13 de junio de 2019
13.06.2019

Los peritos del piso que sufría ruidos de un bar: "Se oía la letra de las canciones"

"No era un local de 'chunda-chunda' con gente inflada de cocaína", apunta la defensa del hostelero

13.06.2019 | 02:47
La calle de La Estación, en la que está ubicado el bar denunciado.

"Desde la vivienda de arriba se llegaba a distinguir la música y la letra de las canciones del equipo de sonido del bar". Eso aseguraron ayer, en la segunda sesión del juicio por ruidos contra un hostelero de Sabugo, los dos equipos de peritos que realizaron mediciones en el piso de los denunciantes, ubicada justo encima del establecimiento. En ambos estudios, los resultados eran superiores a los máximos permitidos por la ley. En la vista también declararon como testigos la propietaria del establecimiento, que dijo apenas saber nada del caso; y la forense, que corroboró que los residentes padecieron insomnio. Concluida la fase oral, la Fiscalía mantuvo para el hostelero su petición de multas por valor de más 7.200 euros, dos años de inhabilitación para regentar establecimientos de este tipo y dos años de prisión. La acusación particular elevó la pena de cárcel a tres años y medio. La defensa pidió la libre absolución.

Los dos equipos de expertos en mediciones de ruidos que declararon ayer en la segunda sesión del juicio contra un hostelero de Sabugo por la música de su local coincidieron en que las inmisiones del equipo de música del establecimiento en la vivienda eran superiores a los máximos permitidos. Según las mediciones de los peritos contratados por los inquilinos, el ruido oscilaba entre 45,3 y 52,9 decibelios ponderados -el máximo está en 30-; y según el estudio realizado por técnicos municipales se llegó a los 46. Los dos equipos afirmaron que hasta se podía identificar la letra de las canciones. "En nuestro informe cito hasta 5 ó 6 canciones que estaban sonando", puntualizó uno de los técnicos de la acusación particular, que además señaló que en la vivienda había vibraciones a causa del ruido; un extremo que no fue apreciado por los miembros de los servicios técnicos del Ayuntamiento.

También prestó declaración la médico forense que analizó los casos de los tres residentes que denuncian haber padecido dolencias supuestamente a causa de los ruidos. La doctora reconoció que el insomnio está directamente relacionado con el ruido y la cefalea, que no tiene por qué ser recurrente, con la falta de sueño. Además, en el caso de una de las denunciantes, que ya padecía un problema de migrañas previo, aseguró que éste podría haberse agravado a causa de las molestias por la música del establecimiento.

También declaró la propietaria del local en el que estaba abierto el bar, en la calle de La Estación, que dijo no estar al corriente de qué tipo de licencia tenía el establecimiento cuando se lo alquiló al acusado y que se enteró de los problemas con los vecinos por su propio hijo. Afirmó también que el empresario no le había solicitado mejoras en la insonorización del bajo. "Lo único que sé es que un día dejó de pagar y no supimos más de él", explicó la arrendadora.

Tras los testimonios, la Fiscalía mantuvo su petición de dos años de cárcel para el acusado, otros tantos de inhabilitación para regentar un establecimiento de este tipo y multas e indemnizaciones por más de 7.000 euros por un delito contra el Medio Ambiente y tres delitos leves de lesiones.

La acusación particular, ejercida por la letrada Lía Lemos, pide el mismo castigo carcelario que el Ministerio público por el delito contra el Medio Ambiente, pero califica los delitos de lesiones como graves, por lo que a esos dos años de privación de libertad suma otros 18 meses: tres años y medio en total. "Los denunciantes tuvieron siempre una actitud conciliadora desde el primer momento y tuvieron que acabar empastillándose para dormir", clamó.

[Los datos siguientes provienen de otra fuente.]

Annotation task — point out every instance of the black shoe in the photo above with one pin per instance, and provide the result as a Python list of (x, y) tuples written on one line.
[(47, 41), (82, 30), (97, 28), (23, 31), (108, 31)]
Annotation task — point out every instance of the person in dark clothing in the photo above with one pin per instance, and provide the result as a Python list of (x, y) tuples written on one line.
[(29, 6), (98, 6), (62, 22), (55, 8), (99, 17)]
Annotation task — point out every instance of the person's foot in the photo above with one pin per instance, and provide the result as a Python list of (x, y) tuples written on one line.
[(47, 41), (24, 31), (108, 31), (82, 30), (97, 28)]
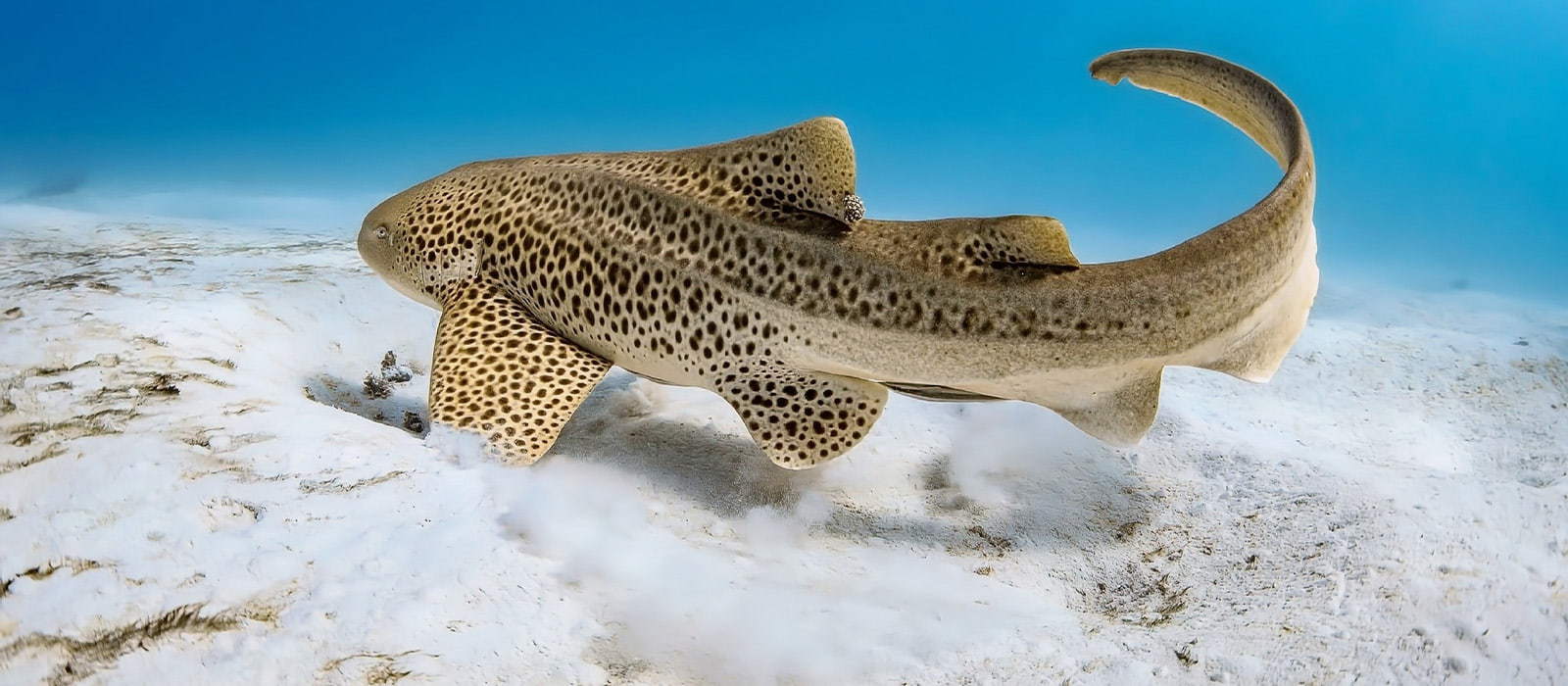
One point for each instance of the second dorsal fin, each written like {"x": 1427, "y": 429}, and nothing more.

La defensa, llevada por José Ramón Nistal, argumentó que no había intención de hacer daño por parte de su cliente y que la música no estaba alta. "No es un bar de 'chunda-chuna' en el que la gente vaya inflada de cocaína", dijo el letrado, quien defendió que todo se debe a un fallo estructural del edifcio: "El problema no es de mi cliente, sino del Ayuntamiento, que se ha equivocado con el aislamiento del local".